15 U.S. Code § 29 - Appeals
Except as otherwise expressly provided by this section, in every civil action brought in any district court of the United States under the Act entitled “An Act to protect trade and commerce against unlawful restraints and monopolies”, approved July 2, 1890, or any other Acts having like purpose that have been or hereafter may be enacted, in which the United States is the complainant and equitable relief is sought, any appeal from a final judgement entered in any such action shall be taken to the court of appeals pursuant to sections 1291 and 2107 of title 28. Any appeal from an interlocutory order entered in any such action shall be taken to the court of appeals pursuant to sections 1292(a)(1) and 2107 of title 28 but not otherwise. Any judgment entered by the court of appeals in any such action shall be subject to review by the Supreme Court upon a writ of certiorari as provided in section 1254(1) of title 28.

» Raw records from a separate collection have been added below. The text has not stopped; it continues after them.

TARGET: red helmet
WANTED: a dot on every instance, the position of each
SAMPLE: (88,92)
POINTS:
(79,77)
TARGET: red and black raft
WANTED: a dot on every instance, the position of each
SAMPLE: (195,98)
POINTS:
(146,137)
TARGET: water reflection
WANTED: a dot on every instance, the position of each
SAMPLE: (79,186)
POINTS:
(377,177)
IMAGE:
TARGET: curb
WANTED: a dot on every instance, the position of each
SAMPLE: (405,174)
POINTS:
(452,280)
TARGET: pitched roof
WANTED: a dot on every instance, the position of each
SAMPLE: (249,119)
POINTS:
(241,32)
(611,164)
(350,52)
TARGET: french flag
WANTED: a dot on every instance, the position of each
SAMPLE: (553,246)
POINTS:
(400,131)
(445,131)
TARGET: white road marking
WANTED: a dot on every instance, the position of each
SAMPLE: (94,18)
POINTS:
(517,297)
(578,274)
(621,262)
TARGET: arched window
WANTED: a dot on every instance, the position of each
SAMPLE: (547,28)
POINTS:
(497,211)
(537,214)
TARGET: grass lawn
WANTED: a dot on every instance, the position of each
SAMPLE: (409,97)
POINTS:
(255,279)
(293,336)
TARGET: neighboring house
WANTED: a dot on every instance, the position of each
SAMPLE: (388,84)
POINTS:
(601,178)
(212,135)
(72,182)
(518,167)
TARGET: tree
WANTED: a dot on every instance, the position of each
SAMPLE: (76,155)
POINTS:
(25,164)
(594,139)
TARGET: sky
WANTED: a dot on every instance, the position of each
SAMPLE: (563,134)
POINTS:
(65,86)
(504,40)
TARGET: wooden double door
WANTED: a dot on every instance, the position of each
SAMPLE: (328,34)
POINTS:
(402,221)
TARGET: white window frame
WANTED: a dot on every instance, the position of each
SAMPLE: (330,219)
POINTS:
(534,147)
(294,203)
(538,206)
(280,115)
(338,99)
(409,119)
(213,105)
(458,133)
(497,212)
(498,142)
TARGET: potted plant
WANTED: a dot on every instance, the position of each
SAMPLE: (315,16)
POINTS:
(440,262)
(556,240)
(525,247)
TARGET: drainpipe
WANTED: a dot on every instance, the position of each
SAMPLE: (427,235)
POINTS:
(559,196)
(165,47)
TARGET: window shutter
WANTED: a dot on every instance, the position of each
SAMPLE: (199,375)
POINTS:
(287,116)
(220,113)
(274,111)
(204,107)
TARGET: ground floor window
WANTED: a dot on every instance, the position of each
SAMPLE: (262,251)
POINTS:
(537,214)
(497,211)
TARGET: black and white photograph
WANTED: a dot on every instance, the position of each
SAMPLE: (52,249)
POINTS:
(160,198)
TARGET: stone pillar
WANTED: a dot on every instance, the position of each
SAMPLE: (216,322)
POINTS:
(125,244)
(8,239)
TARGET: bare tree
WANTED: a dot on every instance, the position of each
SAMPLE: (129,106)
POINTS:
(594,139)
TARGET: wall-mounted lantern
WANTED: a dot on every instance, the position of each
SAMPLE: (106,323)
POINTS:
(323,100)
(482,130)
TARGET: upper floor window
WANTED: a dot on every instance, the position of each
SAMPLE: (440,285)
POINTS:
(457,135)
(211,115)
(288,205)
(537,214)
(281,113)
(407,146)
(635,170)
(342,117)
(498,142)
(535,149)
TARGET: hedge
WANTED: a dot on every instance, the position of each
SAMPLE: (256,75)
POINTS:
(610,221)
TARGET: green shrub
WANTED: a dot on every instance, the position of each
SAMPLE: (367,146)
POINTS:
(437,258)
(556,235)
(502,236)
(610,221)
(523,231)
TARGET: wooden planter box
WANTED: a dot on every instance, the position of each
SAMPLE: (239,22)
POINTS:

An appeal from a final judgment pursuant to subsection (a) shall lie directly to the Supreme Court, if, upon application of a party filed within fifteen days of the filing of a notice of appeal, the district judge who adjudicated the case enters an order stating that immediate consideration of the appeal by the Supreme Court is of general public importance in the administration of justice. Such order shall be filed within thirty days after the filing of a notice of appeal. When such an order is filed, the appeal and any cross appeal shall be docketed in the time and manner prescribed by the rules of the Supreme Court. The Supreme Court shall thereupon either (1) dispose of the appeal and any cross appeal in the same manner as any other direct appeal authorized by law, or (2) in its discretion, deny the direct appeal and remand the case to the court of appeals, which shall then have jurisdiction to hear and determine the same as if the appeal and any cross appeal therein had been docketed in the court of appeals in the first instance pursuant to subsection (a).
The Act entitled “An Act to protect trade and commerce against unlawful restraints and monopolies”, approved July 2, 1890, referred to in subsec. (a), is known as the Sherman Act, and is classified to sections 1 to 7 of this title.
Section was previously set out in both this section and in section 45 of former Title 49, Transportation.
1974—Pub. L. 93–528 substituted provisions for appeals to the court of appeals from civil actions in district courts where equitable relief is sought, review by the Supreme Court of judgments of courts of appeals, and for direct appeals to the Supreme Court of cases involving general public importance, for provisions that appeals from final judgments of district courts lie to the Supreme Court only.
1948—Act June 25, 1948, amended section generally to strike out provisions relating to time for appeal, procedure, etc. See sections 2101 and 2109 of Title 28, Judiciary and Judicial Procedure.
1944—Act June 9, 1944, provided for certification of case to circuit court of appeals when there was no quorum of Justices of the Supreme Court qualified to participate in the consideration of the case and for designation of circuit judges in the event of disqualification from hearing the case.
Act Mar. 3, 1911, which transferred the powers and duties of the circuit courts to the district courts, substituted “district court” for “circuit court”.
Section 38 of act June 25, 1948, provided that the amendment made by that act is effective Sept. 1, 1948.
Act June 9, 1944, ch. 239, 58 Stat. 272, provided in part:
Act Feb. 11, 1903, which enacted sections 28 and 29 of this title, is commonly known as the “Expediting Act”.